Während Max im Jahr 1920 mit 16 Jahren laut Vorsteher noch Ingenieur werden und ihm sein Vater sogar eine Fabrik kaufen wollte, änderte sich nach und nach seine Einstellung. Drei Jahre später begann er sein Studium der Kunstgeschichte in Köln, Bonn, Berlin und Wien. Und er gab seinem Vater während der Inflation und einer ersten Krise den Tipp, in Gulden und Dollar abzurechnen.

Nach seiner Promotion und einem Parisaufenthalt begann er nun neben einer seiner Schwestern in der Galerie mitzuarbeiten. Sein Vater warnte jedoch davor, Künstler der Moderne mit ins Angebot aufzunehmen, was Max Stern nach seinen Erfahrungen in Paris gerne getan hätte. Mit Weltwirtschaftkrise im Nacken und – wie Max Stern später sagt – einem Hang zum Puritarismus, der weniger Wandschmuck in Form von Bildern an der Wand zur Folge hatte, setzten der Galerie weiter zu. Deshalb sattelten die Sterns mehr und mehr auf Auktionen im Breidenbacher Hof und im Park-Hotel um.

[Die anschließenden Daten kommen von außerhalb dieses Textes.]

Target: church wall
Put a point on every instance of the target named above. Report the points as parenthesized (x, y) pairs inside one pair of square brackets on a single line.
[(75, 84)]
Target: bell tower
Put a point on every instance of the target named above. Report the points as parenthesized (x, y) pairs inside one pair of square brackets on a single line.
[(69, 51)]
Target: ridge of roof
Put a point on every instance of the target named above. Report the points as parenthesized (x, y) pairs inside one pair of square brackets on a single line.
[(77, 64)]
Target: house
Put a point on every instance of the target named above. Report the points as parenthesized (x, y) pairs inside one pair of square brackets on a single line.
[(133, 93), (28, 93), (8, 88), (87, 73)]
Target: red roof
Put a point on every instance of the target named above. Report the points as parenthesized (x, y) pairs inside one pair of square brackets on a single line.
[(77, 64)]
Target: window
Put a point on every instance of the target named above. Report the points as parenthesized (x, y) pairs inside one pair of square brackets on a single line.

Die härteste Prüfung für die Sterns wurden dann allerdings die Nazis, die schon 1933 den Kunsthandel der Familie verboten, der faktisch allerdings bis 1937 weiterlief, auch über die gegründeten West-Galleries zunächst in Holland, dann in London. Nach dem Tod des Vaters musste Max Stern 1934 die Galerie alleine führen und sie 1937 endgültig schließen. Über Paris floh er nach London. Für die Mutter zahlt er die so genannte Reichsfluchtsteuer von mehr als 100 000 Reichsmark.

Es folgten der Verkauf der Immobilien, der Verkauf von Gemälden und eine Auktion von Lembertz in Köln von 228 Werken, wovon nicht verkaufte eingelagert wurden. Stern scheiterte zwei Jahre später damit, die Bilder nach London zu holen. Nach dem Krieg wurde Stern für diesen „Verschleuderunsgschaden“ nach zahlreichen Prozesse im Jahr 1964 entschädigt.

Nachdem die West-Galleries geschlossen hatten und nach kurzer Internierungszeit auf der Isle of Man konnte Stern nach Kanada auswandern, wurde dort zunächst allerdings wieder interniert und als Holzfäller verpflichtet.

Nach und nach arbeitete sich Stern dann wieder sehr erfolgreich zurück in sein Berufsleben und setzt schließlich doch noch auf die Moderne — und zwar auf Gegenwartskünstler aus Kanada, mit denen er sogar Exklusivverträge abschließen kann. Stern stiftet mit seiner Frau zahlreiche Werke und hinterlässt sein Erbe Universitäten in Montreal und Jerusalem.